• Sonuç bulunamadı

5.4.1. Zeta potansiyeli ölçümü

Her partikülün etrafında iki kısımdan oluşan elektriksel çift tabaka bulunmaktadır. Bu kısımlar; iyonların kuvvetli bir şekilde bağlandığı bir iç tabaka (Stern tabaka) ve iyonların daha gevşek olduğu bir dış (difüze) bölgedir. Bu difüze bölge içinde, her partikülün tek bir varlık gibi davrandığı kavramsal bir sınır bulunmaktadır. Bu sınırdaki potansiyel zeta (ζ) potansiyelidir. Zeta potansiyelinin büyüklüğü, kolloidal sistemin potansiyel kararlılığı hakkında bir fikir verir. Eğer süspansiyon içerisindeki tüm partiküller büyük negatif ya da pozitif zeta potansiyeline sahipse bunlar birbirini itme eğilimi içerisinde olur ve partiküllerin bir araya gelmesini sağlayan bir eğilim bulunmaz yani dağılma kararlılığı vardır.
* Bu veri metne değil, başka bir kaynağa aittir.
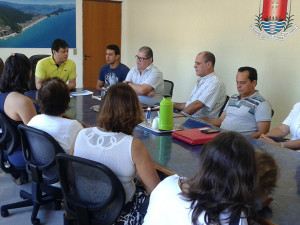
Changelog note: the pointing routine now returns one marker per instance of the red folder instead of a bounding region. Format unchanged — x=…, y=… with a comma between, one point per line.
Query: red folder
x=194, y=136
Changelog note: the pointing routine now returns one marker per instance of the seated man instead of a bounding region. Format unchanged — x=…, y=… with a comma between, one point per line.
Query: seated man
x=113, y=71
x=145, y=78
x=209, y=94
x=247, y=112
x=57, y=65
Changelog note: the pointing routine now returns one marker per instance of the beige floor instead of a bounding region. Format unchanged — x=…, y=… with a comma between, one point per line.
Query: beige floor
x=9, y=193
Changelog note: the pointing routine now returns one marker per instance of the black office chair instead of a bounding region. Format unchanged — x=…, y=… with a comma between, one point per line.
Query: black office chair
x=9, y=141
x=39, y=149
x=93, y=194
x=222, y=109
x=169, y=86
x=33, y=61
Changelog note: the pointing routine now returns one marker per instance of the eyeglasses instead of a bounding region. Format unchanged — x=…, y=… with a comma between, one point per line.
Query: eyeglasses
x=140, y=58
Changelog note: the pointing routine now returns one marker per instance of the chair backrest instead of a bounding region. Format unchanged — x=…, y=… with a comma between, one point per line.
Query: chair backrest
x=222, y=109
x=169, y=86
x=93, y=193
x=9, y=138
x=39, y=149
x=33, y=61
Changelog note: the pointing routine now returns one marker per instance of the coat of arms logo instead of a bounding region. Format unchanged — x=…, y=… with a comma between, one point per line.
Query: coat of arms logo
x=274, y=20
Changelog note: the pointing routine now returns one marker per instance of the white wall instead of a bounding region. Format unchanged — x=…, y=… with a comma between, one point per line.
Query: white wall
x=177, y=30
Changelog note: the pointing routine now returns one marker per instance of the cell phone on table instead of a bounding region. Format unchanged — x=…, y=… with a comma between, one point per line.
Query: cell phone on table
x=210, y=131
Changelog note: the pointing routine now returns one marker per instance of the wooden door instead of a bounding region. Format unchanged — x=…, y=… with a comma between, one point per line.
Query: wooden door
x=101, y=27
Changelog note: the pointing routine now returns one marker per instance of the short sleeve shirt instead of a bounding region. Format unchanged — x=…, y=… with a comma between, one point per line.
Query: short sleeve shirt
x=113, y=76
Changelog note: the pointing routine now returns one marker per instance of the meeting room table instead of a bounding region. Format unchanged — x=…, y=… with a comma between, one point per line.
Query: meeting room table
x=173, y=156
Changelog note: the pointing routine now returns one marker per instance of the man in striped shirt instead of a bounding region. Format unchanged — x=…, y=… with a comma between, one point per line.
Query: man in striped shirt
x=209, y=94
x=247, y=112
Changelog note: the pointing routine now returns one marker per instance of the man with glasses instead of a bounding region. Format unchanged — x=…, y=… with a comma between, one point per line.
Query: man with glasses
x=146, y=79
x=113, y=71
x=209, y=94
x=57, y=65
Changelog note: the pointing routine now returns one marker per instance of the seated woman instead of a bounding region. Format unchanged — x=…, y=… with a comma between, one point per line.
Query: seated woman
x=112, y=144
x=289, y=125
x=224, y=189
x=17, y=107
x=54, y=98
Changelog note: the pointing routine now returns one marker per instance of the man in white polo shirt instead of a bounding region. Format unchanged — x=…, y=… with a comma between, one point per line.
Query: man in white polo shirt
x=146, y=79
x=209, y=94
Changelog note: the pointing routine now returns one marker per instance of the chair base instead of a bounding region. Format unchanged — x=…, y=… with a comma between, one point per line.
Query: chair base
x=35, y=202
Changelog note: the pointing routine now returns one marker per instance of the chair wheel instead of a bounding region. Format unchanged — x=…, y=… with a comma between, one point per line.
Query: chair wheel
x=56, y=205
x=35, y=221
x=4, y=213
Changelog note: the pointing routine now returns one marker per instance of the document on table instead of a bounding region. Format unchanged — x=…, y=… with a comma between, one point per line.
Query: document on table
x=81, y=93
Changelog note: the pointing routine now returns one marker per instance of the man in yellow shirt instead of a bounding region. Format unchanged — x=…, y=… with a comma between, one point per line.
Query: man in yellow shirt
x=57, y=65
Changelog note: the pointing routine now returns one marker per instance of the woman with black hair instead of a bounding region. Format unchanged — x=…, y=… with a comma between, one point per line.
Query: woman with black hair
x=224, y=189
x=14, y=105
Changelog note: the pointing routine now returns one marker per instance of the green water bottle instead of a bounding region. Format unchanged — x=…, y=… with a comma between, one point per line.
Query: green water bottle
x=166, y=113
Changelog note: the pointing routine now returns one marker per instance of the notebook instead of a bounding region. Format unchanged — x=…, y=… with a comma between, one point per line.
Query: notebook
x=194, y=136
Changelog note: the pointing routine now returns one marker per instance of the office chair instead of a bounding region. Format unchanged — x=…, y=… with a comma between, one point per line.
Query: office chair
x=222, y=109
x=39, y=149
x=169, y=86
x=92, y=193
x=33, y=61
x=9, y=141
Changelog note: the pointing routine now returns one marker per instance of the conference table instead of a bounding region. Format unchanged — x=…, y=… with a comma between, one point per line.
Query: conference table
x=173, y=156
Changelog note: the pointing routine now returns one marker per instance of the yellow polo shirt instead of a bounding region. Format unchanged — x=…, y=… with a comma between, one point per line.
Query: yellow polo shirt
x=46, y=68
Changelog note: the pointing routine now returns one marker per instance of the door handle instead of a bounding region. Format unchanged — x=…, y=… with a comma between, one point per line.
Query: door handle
x=86, y=56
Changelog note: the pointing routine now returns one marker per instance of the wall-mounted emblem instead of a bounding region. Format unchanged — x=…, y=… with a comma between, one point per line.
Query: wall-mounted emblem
x=274, y=20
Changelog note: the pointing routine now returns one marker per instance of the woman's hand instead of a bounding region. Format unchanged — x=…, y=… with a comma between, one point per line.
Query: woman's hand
x=265, y=139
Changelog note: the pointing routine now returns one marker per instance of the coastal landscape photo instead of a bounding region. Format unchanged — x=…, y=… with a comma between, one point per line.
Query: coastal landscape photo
x=35, y=24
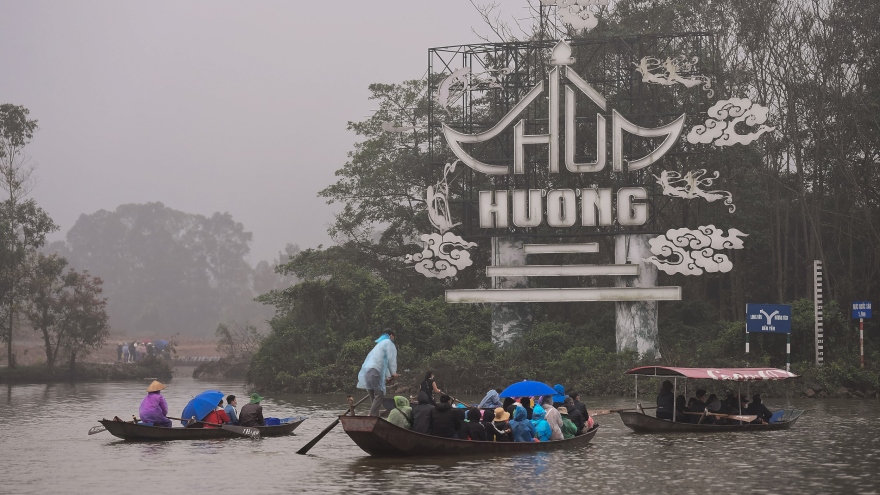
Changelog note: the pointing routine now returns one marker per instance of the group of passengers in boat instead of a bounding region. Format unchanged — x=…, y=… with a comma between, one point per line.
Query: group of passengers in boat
x=154, y=411
x=553, y=417
x=705, y=409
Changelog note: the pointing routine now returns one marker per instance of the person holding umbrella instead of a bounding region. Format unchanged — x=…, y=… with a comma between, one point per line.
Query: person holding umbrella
x=230, y=409
x=379, y=368
x=251, y=414
x=216, y=417
x=153, y=408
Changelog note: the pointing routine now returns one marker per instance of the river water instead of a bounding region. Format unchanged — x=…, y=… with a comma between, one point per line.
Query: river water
x=44, y=448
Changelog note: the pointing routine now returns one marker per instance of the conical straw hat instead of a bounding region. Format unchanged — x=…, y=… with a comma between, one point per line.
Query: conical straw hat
x=155, y=386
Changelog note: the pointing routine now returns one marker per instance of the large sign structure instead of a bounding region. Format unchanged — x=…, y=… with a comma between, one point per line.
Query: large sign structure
x=549, y=157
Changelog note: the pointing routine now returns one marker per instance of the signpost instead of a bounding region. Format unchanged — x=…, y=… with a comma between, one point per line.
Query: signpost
x=861, y=310
x=770, y=318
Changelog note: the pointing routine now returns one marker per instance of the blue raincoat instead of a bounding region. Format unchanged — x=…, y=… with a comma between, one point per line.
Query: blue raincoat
x=559, y=398
x=542, y=428
x=521, y=428
x=383, y=358
x=490, y=400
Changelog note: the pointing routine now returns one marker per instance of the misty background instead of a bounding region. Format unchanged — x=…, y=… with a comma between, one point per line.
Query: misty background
x=181, y=144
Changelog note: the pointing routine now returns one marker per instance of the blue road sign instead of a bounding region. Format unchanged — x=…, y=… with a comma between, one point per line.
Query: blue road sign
x=768, y=318
x=861, y=309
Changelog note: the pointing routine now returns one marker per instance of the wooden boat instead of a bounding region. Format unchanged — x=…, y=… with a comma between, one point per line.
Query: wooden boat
x=131, y=431
x=378, y=437
x=640, y=422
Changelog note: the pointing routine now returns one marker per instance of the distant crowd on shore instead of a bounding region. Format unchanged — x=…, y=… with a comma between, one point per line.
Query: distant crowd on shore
x=134, y=352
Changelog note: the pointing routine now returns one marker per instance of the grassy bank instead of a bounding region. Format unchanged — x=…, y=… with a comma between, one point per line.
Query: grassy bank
x=87, y=372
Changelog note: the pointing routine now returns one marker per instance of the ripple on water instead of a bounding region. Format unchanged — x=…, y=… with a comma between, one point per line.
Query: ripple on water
x=831, y=449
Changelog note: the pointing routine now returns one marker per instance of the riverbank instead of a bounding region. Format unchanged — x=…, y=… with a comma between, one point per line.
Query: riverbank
x=87, y=372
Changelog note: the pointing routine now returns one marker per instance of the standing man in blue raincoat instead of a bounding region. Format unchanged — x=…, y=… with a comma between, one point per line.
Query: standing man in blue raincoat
x=379, y=368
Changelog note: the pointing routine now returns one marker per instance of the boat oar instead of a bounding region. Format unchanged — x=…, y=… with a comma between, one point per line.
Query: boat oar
x=609, y=411
x=307, y=447
x=243, y=431
x=100, y=428
x=747, y=418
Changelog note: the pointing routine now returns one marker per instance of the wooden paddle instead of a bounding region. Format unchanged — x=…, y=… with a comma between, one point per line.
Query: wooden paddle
x=307, y=447
x=748, y=418
x=609, y=411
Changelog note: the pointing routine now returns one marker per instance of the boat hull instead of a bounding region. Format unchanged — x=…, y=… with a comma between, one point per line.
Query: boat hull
x=642, y=423
x=378, y=437
x=131, y=431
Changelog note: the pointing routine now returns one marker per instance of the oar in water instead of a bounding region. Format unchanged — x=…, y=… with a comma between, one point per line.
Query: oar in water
x=100, y=428
x=747, y=418
x=307, y=447
x=96, y=429
x=609, y=411
x=243, y=431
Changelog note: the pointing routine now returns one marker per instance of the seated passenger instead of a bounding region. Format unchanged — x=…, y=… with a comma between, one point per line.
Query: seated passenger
x=491, y=400
x=698, y=405
x=507, y=404
x=252, y=412
x=445, y=420
x=665, y=401
x=216, y=418
x=543, y=432
x=574, y=415
x=730, y=404
x=473, y=428
x=713, y=405
x=153, y=408
x=528, y=405
x=559, y=398
x=553, y=418
x=460, y=410
x=230, y=409
x=500, y=426
x=759, y=409
x=569, y=430
x=588, y=420
x=423, y=414
x=681, y=415
x=401, y=415
x=521, y=428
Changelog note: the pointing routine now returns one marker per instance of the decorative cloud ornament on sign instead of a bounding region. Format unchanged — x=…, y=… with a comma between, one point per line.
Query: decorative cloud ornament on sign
x=720, y=131
x=694, y=252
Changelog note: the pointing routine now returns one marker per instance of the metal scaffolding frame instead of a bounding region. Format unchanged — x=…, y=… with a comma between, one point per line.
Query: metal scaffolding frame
x=608, y=65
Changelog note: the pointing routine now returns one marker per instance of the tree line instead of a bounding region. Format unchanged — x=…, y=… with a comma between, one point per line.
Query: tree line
x=64, y=305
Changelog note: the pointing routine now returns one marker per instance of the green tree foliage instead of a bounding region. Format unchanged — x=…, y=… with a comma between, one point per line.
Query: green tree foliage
x=66, y=308
x=23, y=224
x=166, y=270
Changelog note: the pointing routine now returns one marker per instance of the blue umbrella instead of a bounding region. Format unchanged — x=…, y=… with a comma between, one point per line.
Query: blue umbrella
x=201, y=405
x=527, y=388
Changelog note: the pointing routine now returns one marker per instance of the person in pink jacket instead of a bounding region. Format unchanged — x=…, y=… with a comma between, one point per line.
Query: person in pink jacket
x=153, y=408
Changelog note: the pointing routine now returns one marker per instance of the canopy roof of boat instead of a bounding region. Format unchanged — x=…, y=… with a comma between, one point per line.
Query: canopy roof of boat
x=734, y=374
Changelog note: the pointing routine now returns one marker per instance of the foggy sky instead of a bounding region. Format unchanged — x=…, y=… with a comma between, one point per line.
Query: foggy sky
x=210, y=106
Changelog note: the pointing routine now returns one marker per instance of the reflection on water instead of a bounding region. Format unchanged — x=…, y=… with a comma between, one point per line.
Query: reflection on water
x=832, y=449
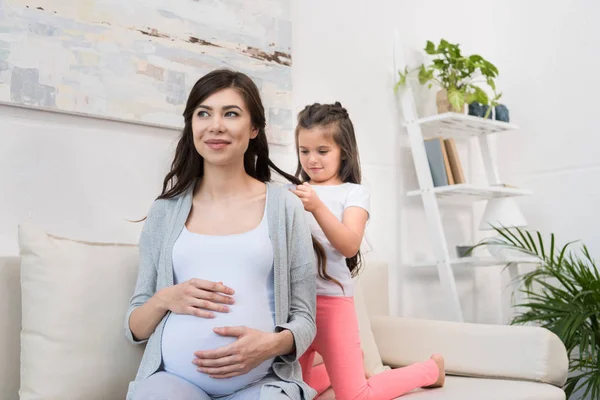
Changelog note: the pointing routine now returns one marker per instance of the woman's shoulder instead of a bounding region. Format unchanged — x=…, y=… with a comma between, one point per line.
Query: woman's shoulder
x=282, y=193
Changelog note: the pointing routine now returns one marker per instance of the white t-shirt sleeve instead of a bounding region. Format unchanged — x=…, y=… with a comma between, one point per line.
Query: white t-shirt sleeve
x=359, y=196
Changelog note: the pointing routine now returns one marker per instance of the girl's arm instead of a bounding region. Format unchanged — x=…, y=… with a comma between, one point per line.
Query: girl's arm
x=345, y=236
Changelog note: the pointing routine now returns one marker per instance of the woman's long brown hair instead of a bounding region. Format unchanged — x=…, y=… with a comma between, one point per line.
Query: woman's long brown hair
x=188, y=165
x=336, y=117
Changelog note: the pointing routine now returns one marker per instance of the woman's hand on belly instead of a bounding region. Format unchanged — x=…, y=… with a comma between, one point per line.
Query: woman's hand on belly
x=251, y=348
x=196, y=297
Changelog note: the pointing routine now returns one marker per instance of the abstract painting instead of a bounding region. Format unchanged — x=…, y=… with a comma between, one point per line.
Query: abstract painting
x=137, y=60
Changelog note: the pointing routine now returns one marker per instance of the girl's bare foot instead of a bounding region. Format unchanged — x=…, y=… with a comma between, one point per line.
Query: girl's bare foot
x=439, y=360
x=327, y=395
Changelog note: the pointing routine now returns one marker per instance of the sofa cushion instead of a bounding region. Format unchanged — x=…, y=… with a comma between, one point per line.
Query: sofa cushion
x=74, y=298
x=461, y=388
x=372, y=360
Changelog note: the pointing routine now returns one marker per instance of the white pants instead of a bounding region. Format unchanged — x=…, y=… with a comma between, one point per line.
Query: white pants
x=165, y=386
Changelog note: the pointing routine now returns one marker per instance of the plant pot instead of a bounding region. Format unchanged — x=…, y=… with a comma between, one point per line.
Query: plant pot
x=502, y=113
x=443, y=104
x=478, y=110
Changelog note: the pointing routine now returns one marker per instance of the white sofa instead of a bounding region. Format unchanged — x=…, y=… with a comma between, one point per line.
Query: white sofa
x=484, y=361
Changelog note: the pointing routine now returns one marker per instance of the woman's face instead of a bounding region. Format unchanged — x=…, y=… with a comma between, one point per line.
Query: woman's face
x=222, y=128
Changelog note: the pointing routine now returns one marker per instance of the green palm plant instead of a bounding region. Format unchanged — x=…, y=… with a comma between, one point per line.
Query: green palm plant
x=562, y=295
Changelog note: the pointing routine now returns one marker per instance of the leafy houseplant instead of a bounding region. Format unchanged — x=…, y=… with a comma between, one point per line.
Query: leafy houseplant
x=563, y=295
x=457, y=75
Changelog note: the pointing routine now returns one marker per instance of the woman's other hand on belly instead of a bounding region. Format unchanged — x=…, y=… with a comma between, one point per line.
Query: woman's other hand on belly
x=251, y=348
x=196, y=297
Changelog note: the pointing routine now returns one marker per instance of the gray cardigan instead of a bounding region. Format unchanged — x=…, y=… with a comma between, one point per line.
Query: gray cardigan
x=294, y=272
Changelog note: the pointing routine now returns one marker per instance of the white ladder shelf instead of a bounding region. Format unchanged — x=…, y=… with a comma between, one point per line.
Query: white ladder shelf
x=460, y=127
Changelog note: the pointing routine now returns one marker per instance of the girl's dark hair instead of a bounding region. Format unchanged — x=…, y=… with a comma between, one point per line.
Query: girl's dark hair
x=188, y=165
x=336, y=117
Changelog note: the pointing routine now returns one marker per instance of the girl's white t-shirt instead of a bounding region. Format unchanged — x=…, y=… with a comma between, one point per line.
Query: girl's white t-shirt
x=337, y=198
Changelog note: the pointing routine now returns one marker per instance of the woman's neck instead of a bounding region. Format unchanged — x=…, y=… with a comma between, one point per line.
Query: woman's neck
x=224, y=182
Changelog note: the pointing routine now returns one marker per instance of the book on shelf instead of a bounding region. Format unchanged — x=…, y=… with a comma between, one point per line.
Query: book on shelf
x=454, y=159
x=438, y=162
x=444, y=161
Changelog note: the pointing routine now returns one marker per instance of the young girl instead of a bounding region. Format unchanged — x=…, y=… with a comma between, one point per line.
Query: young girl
x=338, y=210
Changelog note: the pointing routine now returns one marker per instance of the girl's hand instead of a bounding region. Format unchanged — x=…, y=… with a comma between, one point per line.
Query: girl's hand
x=196, y=297
x=309, y=197
x=251, y=348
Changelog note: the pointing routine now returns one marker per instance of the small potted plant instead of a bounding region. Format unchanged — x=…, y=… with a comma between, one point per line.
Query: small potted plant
x=458, y=77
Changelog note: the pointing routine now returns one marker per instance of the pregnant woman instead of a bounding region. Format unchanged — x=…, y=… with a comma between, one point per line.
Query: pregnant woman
x=225, y=296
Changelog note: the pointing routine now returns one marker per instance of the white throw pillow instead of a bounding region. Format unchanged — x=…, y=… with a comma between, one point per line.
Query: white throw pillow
x=372, y=361
x=74, y=297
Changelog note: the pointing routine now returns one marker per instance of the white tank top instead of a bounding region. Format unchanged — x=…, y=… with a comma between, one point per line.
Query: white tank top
x=243, y=262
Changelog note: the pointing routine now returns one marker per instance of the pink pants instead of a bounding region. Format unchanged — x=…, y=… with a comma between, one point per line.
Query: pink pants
x=338, y=343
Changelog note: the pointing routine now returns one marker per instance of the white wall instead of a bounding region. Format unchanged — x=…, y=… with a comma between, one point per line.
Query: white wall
x=83, y=178
x=546, y=54
x=77, y=177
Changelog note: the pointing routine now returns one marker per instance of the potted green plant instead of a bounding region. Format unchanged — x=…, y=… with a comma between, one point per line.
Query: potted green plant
x=458, y=77
x=562, y=295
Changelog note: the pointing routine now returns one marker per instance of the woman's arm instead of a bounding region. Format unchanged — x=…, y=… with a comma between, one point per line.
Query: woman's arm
x=303, y=297
x=346, y=235
x=144, y=312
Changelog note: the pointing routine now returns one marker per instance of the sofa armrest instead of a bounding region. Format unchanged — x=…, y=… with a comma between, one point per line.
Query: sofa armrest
x=10, y=327
x=495, y=351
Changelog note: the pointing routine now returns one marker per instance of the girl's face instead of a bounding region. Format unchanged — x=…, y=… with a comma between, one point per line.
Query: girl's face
x=222, y=128
x=319, y=155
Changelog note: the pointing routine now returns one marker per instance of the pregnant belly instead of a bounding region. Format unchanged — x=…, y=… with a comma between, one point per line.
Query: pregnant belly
x=185, y=334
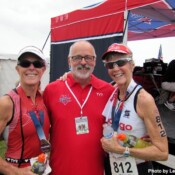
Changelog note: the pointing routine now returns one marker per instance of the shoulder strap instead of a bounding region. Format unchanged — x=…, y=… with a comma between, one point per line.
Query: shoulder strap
x=135, y=98
x=13, y=112
x=45, y=145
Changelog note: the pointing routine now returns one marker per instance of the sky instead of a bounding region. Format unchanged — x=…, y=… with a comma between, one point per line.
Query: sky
x=24, y=22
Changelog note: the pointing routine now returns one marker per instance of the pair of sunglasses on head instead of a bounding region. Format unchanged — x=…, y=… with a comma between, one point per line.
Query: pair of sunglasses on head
x=27, y=63
x=119, y=63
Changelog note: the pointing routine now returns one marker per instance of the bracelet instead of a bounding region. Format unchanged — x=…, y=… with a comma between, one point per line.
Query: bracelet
x=126, y=152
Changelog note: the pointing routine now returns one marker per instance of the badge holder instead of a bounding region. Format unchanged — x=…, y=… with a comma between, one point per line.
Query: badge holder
x=45, y=145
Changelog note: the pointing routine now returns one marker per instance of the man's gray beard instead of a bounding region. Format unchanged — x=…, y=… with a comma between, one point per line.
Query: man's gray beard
x=82, y=75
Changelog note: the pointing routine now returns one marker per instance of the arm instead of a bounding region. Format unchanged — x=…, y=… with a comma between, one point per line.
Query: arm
x=6, y=107
x=148, y=111
x=169, y=86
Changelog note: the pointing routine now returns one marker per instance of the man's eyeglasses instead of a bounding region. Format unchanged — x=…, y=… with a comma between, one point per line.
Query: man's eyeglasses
x=79, y=58
x=27, y=63
x=119, y=63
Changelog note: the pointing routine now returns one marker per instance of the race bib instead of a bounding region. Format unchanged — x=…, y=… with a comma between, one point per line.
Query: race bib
x=81, y=124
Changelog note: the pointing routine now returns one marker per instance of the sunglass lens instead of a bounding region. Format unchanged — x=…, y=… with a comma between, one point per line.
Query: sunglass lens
x=25, y=63
x=38, y=64
x=119, y=63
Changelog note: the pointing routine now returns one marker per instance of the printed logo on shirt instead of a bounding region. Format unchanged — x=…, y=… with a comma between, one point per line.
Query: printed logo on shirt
x=99, y=94
x=127, y=114
x=65, y=99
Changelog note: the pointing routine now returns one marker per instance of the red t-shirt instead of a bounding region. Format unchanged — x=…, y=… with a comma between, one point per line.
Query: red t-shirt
x=74, y=154
x=12, y=133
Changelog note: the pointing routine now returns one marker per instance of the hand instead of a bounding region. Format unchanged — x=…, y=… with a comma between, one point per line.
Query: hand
x=112, y=145
x=19, y=171
x=26, y=171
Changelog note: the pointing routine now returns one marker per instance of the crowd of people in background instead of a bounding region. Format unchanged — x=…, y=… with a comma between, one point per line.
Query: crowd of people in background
x=71, y=113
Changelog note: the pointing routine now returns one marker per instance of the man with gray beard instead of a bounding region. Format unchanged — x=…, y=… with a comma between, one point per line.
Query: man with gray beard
x=75, y=106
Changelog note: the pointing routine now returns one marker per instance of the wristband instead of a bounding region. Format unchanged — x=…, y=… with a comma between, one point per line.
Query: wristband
x=126, y=152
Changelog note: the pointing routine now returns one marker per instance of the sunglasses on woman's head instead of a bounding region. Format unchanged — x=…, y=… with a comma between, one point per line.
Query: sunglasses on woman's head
x=27, y=63
x=119, y=63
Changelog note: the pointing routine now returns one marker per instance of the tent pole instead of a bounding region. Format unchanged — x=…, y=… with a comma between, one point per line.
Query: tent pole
x=125, y=32
x=46, y=41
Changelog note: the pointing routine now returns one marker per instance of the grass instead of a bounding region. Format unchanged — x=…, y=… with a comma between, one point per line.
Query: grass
x=2, y=149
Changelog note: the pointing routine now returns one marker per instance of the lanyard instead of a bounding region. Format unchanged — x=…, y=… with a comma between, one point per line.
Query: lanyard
x=87, y=97
x=45, y=145
x=117, y=114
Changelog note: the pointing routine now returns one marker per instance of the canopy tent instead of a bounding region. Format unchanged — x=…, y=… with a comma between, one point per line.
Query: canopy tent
x=155, y=20
x=103, y=23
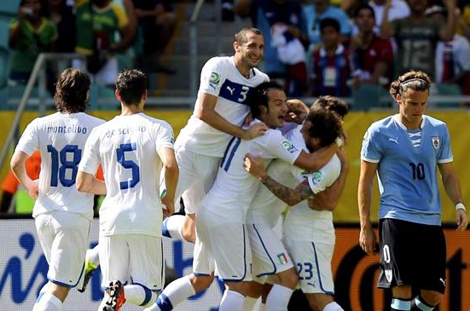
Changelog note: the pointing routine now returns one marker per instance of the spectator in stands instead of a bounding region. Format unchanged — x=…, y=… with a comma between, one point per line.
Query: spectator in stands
x=97, y=23
x=284, y=26
x=64, y=18
x=316, y=10
x=331, y=70
x=30, y=34
x=371, y=56
x=10, y=184
x=413, y=50
x=157, y=24
x=452, y=57
x=398, y=9
x=463, y=21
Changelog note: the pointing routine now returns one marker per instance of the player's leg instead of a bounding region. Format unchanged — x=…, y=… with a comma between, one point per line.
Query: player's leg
x=270, y=256
x=63, y=237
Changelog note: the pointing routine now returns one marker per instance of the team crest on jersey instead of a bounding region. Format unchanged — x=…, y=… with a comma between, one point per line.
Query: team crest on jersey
x=317, y=177
x=288, y=146
x=214, y=80
x=436, y=142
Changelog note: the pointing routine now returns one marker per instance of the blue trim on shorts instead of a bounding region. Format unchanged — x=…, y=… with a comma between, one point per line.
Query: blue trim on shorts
x=270, y=258
x=318, y=271
x=164, y=303
x=148, y=294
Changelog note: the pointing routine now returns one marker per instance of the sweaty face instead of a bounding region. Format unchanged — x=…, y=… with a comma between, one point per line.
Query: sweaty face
x=277, y=109
x=252, y=50
x=412, y=107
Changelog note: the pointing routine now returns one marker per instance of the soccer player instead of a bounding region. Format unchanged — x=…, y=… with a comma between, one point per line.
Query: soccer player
x=404, y=150
x=219, y=113
x=132, y=149
x=308, y=229
x=62, y=214
x=228, y=201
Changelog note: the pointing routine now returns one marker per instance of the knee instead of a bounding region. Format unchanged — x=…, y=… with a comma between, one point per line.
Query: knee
x=431, y=298
x=201, y=282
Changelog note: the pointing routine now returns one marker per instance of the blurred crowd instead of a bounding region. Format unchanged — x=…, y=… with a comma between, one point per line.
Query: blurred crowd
x=315, y=47
x=323, y=47
x=98, y=29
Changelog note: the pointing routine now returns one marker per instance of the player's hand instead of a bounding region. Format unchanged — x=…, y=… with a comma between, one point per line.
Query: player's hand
x=168, y=205
x=462, y=220
x=368, y=241
x=254, y=166
x=257, y=129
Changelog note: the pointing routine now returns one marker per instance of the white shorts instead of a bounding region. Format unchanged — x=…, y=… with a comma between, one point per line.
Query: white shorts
x=269, y=254
x=196, y=177
x=225, y=241
x=132, y=258
x=313, y=262
x=64, y=240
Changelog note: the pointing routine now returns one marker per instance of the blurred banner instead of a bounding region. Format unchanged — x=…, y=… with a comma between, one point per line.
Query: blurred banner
x=23, y=270
x=356, y=123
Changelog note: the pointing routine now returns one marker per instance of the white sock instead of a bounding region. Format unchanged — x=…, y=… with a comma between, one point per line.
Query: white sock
x=93, y=255
x=137, y=294
x=173, y=226
x=249, y=303
x=333, y=306
x=47, y=302
x=232, y=301
x=278, y=298
x=176, y=292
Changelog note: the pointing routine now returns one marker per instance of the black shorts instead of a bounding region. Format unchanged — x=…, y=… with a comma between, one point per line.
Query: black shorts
x=412, y=254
Eğer partiküllerin düşük zeta potansiyeli değerleri varsa, partiküllerin bir araya gelmesi ve flokülasyon oluşumunu engelleyen bir kuvvet bulunmaz ve dağılma kararsızlığı oluşur.

Zeta potansiyeli aşağıdakiler tarafından etkilenir; - pH değişiklikleri

- iletkenlik (tuzun tipi ve/veya konsantrasyonu)

- Katkı maddesinin konsantrasyonundaki değişiklikler (örneğin yüzey aktif maddeler, polimerler)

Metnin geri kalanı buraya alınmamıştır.